Using warm soapy water made with a gentle cleanser like baby shampoo, Dove (unscented), or soap flakes, rub the leather with a soft cloth to produce a lather in any area you want to clean.

Wipe Away Excess Lather with a Clean Cloth

Rinse leather thoroughly either by running through warm water or wiping several times with a damp cloth.

Allow leather to dry flat in a warm place out of direct sunlight and away from a strong heat source (fire, heater, stove, etc.)

Washing Leather In A Washing Machine

Some people claim that leather can be washed using a washing machine set on a very gentle (wool or delicate) setting with warm or cool water.

This method may not be worth the risk if you are washing a very old vintage piece.

If you choose to use this method, DO NOT use any detergent meant for washing clothes other than Woolite or Soap Flakes.

Also, do not use more soap than is necessary to make the water slippery with a small number of bubbles. Too much soap will make the leather dry and stiff!

Once the leather has completely dried, then it is time to condition it!

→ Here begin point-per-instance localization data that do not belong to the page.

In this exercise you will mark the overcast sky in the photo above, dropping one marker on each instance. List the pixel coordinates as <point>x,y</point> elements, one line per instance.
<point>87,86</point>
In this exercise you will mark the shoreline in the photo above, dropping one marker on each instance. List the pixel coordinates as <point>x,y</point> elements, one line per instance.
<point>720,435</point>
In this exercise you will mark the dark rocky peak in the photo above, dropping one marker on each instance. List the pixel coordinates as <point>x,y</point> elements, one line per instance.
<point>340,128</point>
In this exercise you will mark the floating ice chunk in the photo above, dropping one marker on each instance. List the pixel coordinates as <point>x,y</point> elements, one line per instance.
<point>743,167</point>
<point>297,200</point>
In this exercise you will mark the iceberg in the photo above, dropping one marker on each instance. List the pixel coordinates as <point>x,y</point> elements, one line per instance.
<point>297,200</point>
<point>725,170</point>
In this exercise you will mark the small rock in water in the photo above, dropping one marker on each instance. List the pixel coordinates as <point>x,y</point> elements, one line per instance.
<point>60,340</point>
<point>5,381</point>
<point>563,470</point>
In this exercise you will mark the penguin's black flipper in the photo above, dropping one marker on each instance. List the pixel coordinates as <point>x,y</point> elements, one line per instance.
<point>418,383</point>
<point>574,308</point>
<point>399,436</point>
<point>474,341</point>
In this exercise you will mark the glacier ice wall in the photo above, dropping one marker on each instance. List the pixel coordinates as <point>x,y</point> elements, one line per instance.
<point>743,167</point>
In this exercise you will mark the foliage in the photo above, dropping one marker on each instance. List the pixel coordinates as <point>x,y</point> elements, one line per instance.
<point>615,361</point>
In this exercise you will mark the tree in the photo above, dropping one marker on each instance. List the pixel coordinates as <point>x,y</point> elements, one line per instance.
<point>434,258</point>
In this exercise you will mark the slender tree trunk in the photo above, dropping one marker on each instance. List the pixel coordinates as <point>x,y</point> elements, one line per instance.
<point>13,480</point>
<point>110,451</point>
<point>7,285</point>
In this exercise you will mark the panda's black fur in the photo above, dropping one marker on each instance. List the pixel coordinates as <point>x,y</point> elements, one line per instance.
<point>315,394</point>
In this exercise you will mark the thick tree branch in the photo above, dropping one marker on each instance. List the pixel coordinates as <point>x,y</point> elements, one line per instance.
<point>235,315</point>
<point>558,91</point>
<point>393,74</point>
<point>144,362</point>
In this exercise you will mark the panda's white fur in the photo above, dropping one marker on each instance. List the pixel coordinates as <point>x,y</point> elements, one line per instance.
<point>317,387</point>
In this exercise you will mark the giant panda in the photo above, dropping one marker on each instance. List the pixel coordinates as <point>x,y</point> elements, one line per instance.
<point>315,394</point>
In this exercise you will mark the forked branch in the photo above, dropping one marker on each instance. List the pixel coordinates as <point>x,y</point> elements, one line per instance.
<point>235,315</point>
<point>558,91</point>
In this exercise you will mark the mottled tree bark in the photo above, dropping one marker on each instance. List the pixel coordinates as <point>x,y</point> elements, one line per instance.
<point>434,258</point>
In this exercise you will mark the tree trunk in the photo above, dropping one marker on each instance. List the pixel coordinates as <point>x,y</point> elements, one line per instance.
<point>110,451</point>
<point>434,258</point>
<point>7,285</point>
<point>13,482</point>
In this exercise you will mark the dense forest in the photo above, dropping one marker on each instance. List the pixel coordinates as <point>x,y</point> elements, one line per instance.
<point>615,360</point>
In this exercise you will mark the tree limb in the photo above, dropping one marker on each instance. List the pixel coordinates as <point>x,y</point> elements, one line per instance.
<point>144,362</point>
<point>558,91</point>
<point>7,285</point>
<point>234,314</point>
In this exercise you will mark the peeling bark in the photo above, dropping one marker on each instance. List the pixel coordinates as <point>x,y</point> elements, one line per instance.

Conditioning Vintage Leather

Conditioning leather replaces the tanning oils that are depleted over time through wear, heat, and moisture. Reconditioning leather every 6-9 months will ensure that it never becomes stiff, dry, or cracked.

A leather conditioner is necessary for this step. There are hundreds of products available for this task, so read the label before using a leather conditioner to be sure that that particular product is suitable for your vintage leather item.

Note: Do not use leather conditioners that contain waxes or silicone, which do not allow the leather to breathe.

Always use a lint-free soft cloth when conditioning leather; microfiber cloths are ideal.

Dampen the cloth with water before applying the conditioner to it so that there is not too much conditioner applied to the leather.

NEVER apply conditioner directly to the leather: apply to a cloth first.

Apply conditioner to leather by gently rubbing into the lie or nap of the leather until the entire surface has been covered.

Several light applications are preferred over a heavy soaking of conditioner.

Allow conditioner to penetrate the conditioner for at least 30 minutes before applying another coat.